Credit conditions around the world are weakening with the increasing volatility in global markets, the ratings company Standard & Poor's (S&P) said late on Tuesday. The reasons it cited for current concerns about global growth are volatility in financial markets, China's slowing growth and concerns about restabilization efforts, weak commodity prices, and funding difficulties.
S&P evaluated macroeconomic conditions and financial trends that could have a negative impact on credit quality in North America, Europe, Asia-Pacific and Latin America; with the conclusion that "credit conditions are generally less favorable for all regions." In North America, credit conditions are less favorable in the U.S. and Canada this year compared to 2015. Although the economic fundamentals remain resilient in the U.S. with the slower-than-anticipated pace of the Federal Reserve's interest rate hikes, Canada struggles with low oil and commodity prices.
For Europe, the slowdown in GDP growth continues to cause concern. But S&P believes trade within the EU is likely to increase in 2016. There are still questions about the U.K.'s possible exit from the EU, which could trigger a period of economic and financial uncertainty. "The Bank of England would be ready to defend the pound sterling. The government has tools in its bag as well," said S&P. The financial services company warned that European banks could adopt bolder behaviors to seek higher returns by extending riskier loans or investing in riskier assets. Fears about China's ability to rebalance its economy dominates markets in the Asia-Pacific region.

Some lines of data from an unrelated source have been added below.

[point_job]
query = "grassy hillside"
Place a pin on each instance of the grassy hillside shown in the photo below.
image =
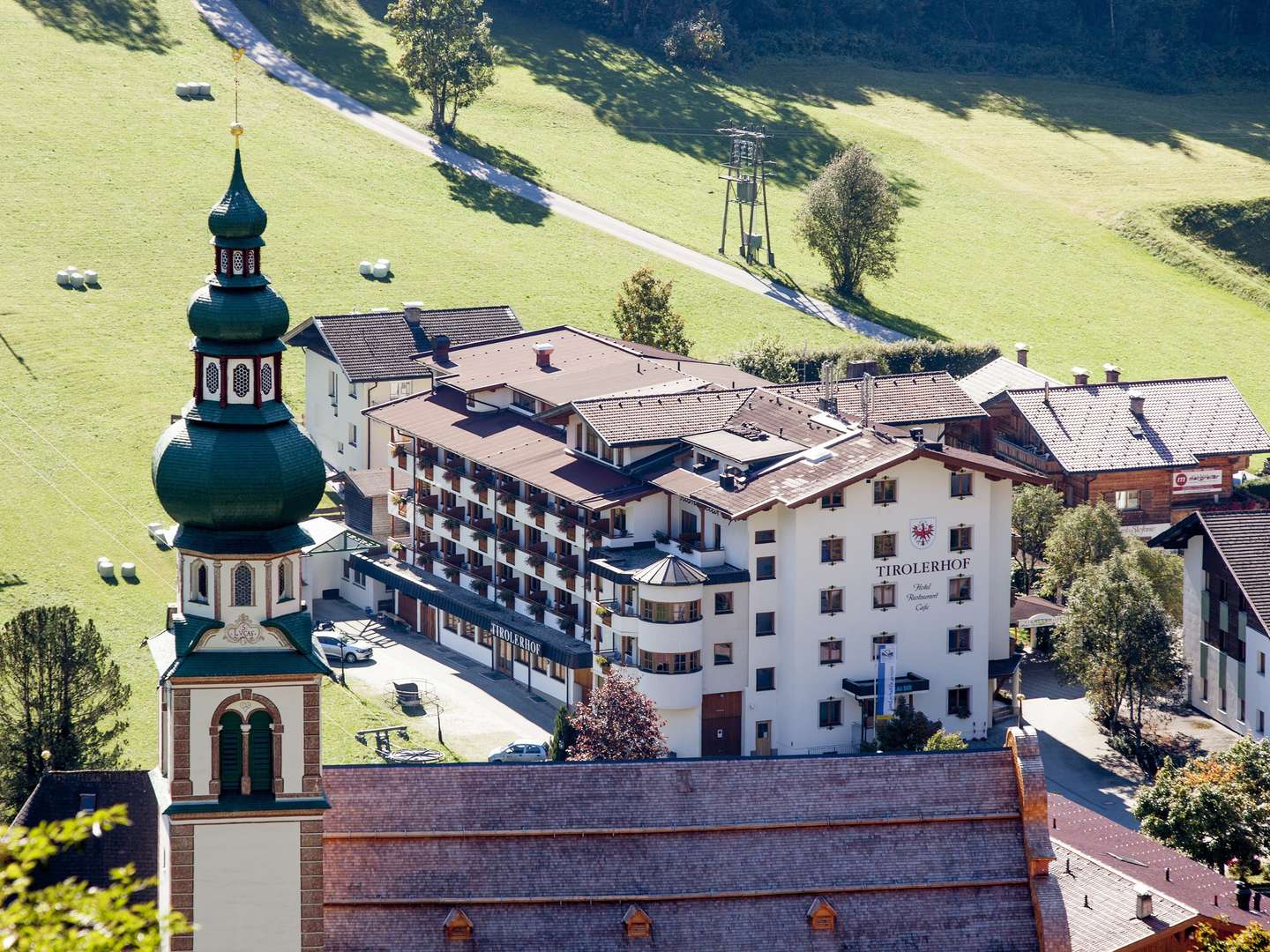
(1011, 185)
(107, 169)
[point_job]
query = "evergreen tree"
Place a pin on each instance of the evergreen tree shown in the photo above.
(644, 315)
(617, 723)
(446, 54)
(61, 692)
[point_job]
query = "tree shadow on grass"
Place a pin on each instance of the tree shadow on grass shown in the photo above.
(481, 197)
(340, 55)
(132, 25)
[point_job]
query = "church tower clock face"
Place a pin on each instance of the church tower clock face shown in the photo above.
(240, 726)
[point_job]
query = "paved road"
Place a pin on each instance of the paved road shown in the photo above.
(228, 20)
(1079, 763)
(479, 712)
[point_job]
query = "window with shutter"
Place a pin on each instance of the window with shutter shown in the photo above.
(231, 753)
(260, 752)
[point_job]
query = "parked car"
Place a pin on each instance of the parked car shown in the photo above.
(344, 648)
(519, 752)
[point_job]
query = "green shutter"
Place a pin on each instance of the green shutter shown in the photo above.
(231, 753)
(260, 753)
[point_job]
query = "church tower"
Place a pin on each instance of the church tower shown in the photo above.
(240, 740)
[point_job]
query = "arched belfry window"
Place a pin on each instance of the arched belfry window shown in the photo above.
(260, 752)
(198, 582)
(231, 753)
(243, 585)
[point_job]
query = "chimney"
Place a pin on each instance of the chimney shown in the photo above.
(1145, 902)
(441, 348)
(859, 368)
(542, 353)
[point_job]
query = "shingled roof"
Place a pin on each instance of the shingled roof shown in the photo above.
(60, 795)
(1091, 429)
(898, 398)
(911, 852)
(380, 344)
(1243, 539)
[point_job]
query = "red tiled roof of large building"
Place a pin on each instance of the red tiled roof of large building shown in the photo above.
(508, 442)
(380, 344)
(918, 851)
(1106, 863)
(1093, 429)
(582, 366)
(898, 398)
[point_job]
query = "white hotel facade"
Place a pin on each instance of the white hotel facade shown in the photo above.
(568, 507)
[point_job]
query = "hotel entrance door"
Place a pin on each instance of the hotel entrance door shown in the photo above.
(503, 657)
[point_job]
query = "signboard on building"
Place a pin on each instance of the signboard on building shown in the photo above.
(1197, 481)
(885, 688)
(502, 631)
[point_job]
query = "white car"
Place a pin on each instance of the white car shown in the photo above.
(519, 752)
(344, 648)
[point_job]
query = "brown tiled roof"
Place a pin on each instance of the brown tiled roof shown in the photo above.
(57, 798)
(654, 419)
(898, 398)
(911, 851)
(1243, 539)
(582, 366)
(1140, 859)
(1002, 375)
(380, 346)
(1090, 428)
(508, 442)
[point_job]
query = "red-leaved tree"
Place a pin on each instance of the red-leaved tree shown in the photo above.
(617, 723)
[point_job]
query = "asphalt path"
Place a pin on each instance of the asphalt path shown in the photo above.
(230, 25)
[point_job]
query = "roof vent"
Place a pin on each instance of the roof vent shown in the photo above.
(1145, 905)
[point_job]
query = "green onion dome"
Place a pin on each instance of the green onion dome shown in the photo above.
(238, 478)
(228, 315)
(238, 215)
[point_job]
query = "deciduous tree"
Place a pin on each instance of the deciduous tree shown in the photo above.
(1085, 534)
(71, 917)
(60, 691)
(1214, 809)
(1033, 517)
(850, 217)
(617, 723)
(1117, 640)
(644, 315)
(446, 54)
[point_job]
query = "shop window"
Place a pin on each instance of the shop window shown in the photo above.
(884, 596)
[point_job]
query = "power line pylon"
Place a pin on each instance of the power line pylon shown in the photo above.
(746, 175)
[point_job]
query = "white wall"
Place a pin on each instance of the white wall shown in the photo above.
(247, 886)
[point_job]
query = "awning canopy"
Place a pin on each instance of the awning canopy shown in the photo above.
(905, 684)
(467, 605)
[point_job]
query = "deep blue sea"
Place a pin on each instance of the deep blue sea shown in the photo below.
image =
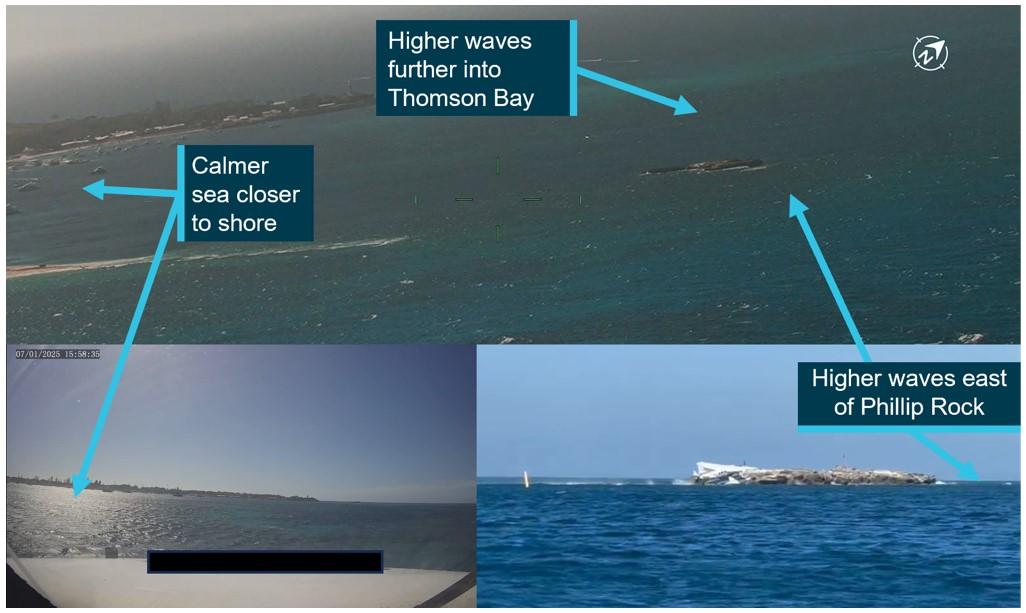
(606, 543)
(48, 522)
(912, 180)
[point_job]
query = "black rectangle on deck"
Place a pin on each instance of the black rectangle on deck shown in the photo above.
(284, 562)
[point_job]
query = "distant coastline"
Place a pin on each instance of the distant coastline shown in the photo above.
(29, 141)
(127, 489)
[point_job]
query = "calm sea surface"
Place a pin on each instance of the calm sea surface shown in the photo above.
(912, 180)
(49, 522)
(567, 543)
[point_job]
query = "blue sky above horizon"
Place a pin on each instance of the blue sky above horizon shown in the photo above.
(372, 423)
(655, 411)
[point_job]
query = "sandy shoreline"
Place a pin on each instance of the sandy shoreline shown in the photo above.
(97, 582)
(37, 269)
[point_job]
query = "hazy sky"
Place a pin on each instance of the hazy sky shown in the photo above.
(372, 423)
(654, 412)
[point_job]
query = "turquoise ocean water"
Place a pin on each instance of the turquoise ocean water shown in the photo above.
(656, 543)
(912, 179)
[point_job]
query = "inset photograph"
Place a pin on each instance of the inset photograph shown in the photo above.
(675, 476)
(241, 476)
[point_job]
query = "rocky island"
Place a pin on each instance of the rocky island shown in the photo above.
(727, 474)
(716, 165)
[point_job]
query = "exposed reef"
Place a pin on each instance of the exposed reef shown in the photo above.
(716, 165)
(726, 474)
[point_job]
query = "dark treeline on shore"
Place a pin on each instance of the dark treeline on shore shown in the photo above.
(102, 487)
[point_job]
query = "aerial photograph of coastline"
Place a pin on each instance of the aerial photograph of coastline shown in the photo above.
(675, 476)
(622, 225)
(241, 449)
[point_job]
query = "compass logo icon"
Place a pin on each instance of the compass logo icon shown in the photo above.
(930, 52)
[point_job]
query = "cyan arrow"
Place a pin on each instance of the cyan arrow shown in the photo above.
(679, 106)
(965, 470)
(100, 189)
(81, 481)
(797, 208)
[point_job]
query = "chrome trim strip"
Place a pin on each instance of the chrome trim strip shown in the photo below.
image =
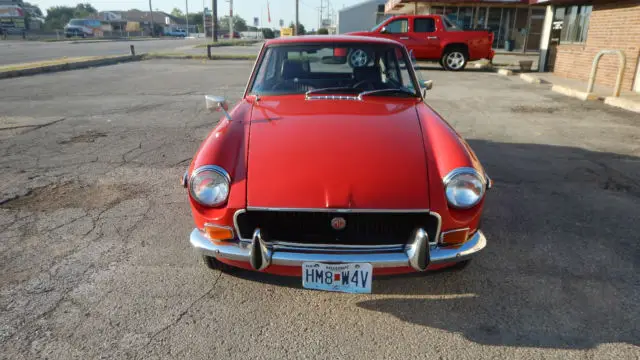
(241, 251)
(333, 247)
(338, 210)
(418, 251)
(214, 168)
(462, 170)
(431, 241)
(333, 97)
(450, 231)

S&P emphasized that more economic reforms in China are needed, and added that financial and economic risks to the country's "creditworthiness" are gradually increasing. "Over the next five years, China will show only modest progress in economic rebalancing and credit growth deceleration. In addition to China, we regard the near-term negative momentum in Asia-Pacific credit quality as likely to continue in terms of downgrades," explained S&P.S&P expects a modest recovery in the region in 2017, as commodity prices, especially oil, begin to gradually rise along with external demand.